Così come Bersani e gli ex comunisti non possono cancellare, pur con i difetti riconosciuti, tutta la cultura del partito-stato, la presenza capillare nella società attraverso le cellule, la scuola di formazione delle Frattocchie, le famiglie guida nel partito ed il volontariato aziendale degli eroici venditori domenicali de l’Unità ai crocicchi e porta a porta.

Forse anche per questa impostazione Ugo Sposetti, già segretario provinciale del Pci e Alessandro Mazzoli di solida tradizione comunista impiantata da Frosinone a Viterbo, si ritrovano distinti da Franceschini e da Fioroni, una generazione di democristiani formati prima che in sezione nei movimenti degli studenti cattolici, mentre cresceva Comunione e Liberazione e si sperimentava la democrazia diretta delle elezioni scolastiche.

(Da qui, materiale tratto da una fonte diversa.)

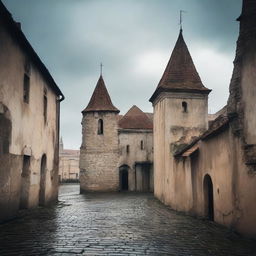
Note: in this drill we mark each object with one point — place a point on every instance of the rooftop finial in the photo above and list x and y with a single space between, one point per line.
101 65
181 11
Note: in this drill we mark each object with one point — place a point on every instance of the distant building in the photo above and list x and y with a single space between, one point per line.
29 123
68 164
116 151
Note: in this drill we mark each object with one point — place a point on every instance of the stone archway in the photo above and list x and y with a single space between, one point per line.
42 181
208 197
124 178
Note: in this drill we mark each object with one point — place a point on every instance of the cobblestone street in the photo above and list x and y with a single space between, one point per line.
115 224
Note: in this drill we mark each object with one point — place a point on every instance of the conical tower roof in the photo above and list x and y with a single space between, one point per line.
100 100
135 119
180 73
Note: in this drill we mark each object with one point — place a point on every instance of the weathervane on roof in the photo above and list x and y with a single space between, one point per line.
101 65
181 11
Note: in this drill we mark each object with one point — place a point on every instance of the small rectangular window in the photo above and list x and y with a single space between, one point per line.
26 88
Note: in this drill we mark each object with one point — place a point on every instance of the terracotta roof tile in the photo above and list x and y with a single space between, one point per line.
135 119
100 100
180 73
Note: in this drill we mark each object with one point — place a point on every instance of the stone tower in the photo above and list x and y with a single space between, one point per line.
180 104
99 149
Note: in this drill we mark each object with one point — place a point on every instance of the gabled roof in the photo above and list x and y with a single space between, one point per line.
100 100
135 119
180 73
19 37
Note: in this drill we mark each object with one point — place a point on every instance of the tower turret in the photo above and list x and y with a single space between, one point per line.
180 104
99 149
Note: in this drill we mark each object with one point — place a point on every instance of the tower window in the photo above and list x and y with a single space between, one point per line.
141 144
185 106
100 126
26 88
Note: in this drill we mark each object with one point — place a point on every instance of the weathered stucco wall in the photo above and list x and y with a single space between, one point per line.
30 135
99 153
139 160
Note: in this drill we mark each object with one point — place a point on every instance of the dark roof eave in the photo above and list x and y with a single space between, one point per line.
162 89
24 43
209 134
105 110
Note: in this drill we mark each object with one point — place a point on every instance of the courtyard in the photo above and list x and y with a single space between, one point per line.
115 224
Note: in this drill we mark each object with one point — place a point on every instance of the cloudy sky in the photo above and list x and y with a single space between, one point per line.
134 40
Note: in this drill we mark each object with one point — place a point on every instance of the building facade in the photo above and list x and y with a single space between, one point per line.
29 123
68 164
208 169
116 151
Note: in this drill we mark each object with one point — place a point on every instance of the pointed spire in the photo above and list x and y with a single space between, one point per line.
180 73
100 100
135 118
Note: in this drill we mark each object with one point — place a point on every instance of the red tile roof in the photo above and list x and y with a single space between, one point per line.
180 73
100 100
135 119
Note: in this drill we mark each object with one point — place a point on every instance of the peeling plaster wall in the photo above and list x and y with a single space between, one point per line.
137 155
30 135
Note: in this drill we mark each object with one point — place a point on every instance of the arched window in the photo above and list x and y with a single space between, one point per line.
100 126
141 144
185 106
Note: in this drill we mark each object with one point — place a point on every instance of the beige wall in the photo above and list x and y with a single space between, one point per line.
29 133
136 156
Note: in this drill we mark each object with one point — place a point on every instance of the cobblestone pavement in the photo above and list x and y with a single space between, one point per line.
115 224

Il dibattito in corso all’interno degli schieramenti e indipendentemente dall’odore – comunque stantio – dei soldi spesi per tappezzare le città di manifesti da far leggere anche ai non PD, sorregge la ricerca di un equilibrio tra il partito degli iscritti e l’apertura alla società civile, ai simpatizzanti, agli elettori da far partecipare alle scelte per recuperarne consenso e fiducia.

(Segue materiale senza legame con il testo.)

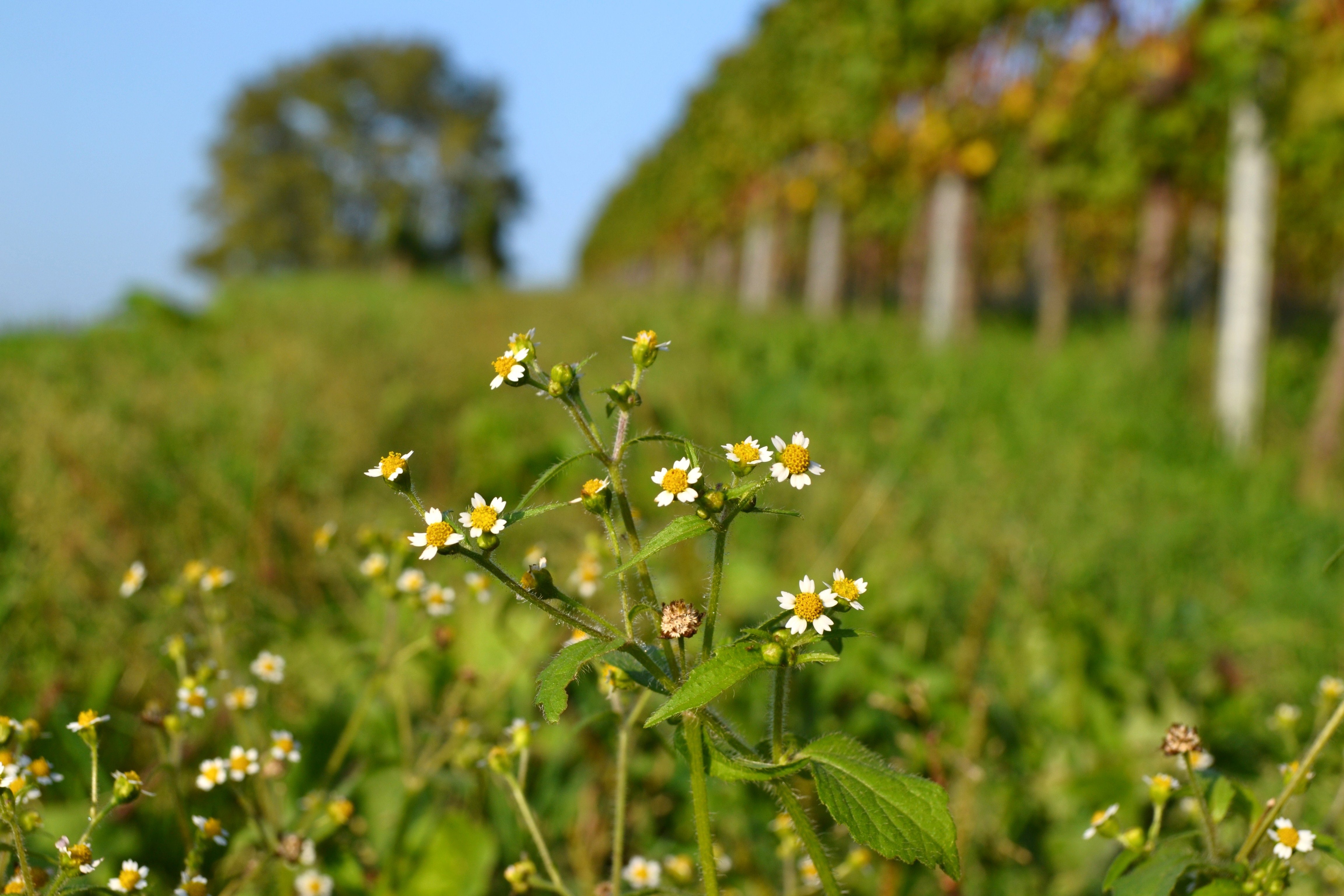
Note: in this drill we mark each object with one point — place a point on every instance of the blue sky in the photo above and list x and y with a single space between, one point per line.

Con un rischio: quello di rendere meno interessante l’iscrizione al partito e la vivacità interna, delegata ad una oligarchia, alla casta (come avviene, ad esempio e ahimè con la scelta dei candidati alle cariche pubbliche).

Forse così si spiega la bassa affluenza ai congressi locali del Pd. E il discorso vale per tutti a sinistra, a destra, come al centro.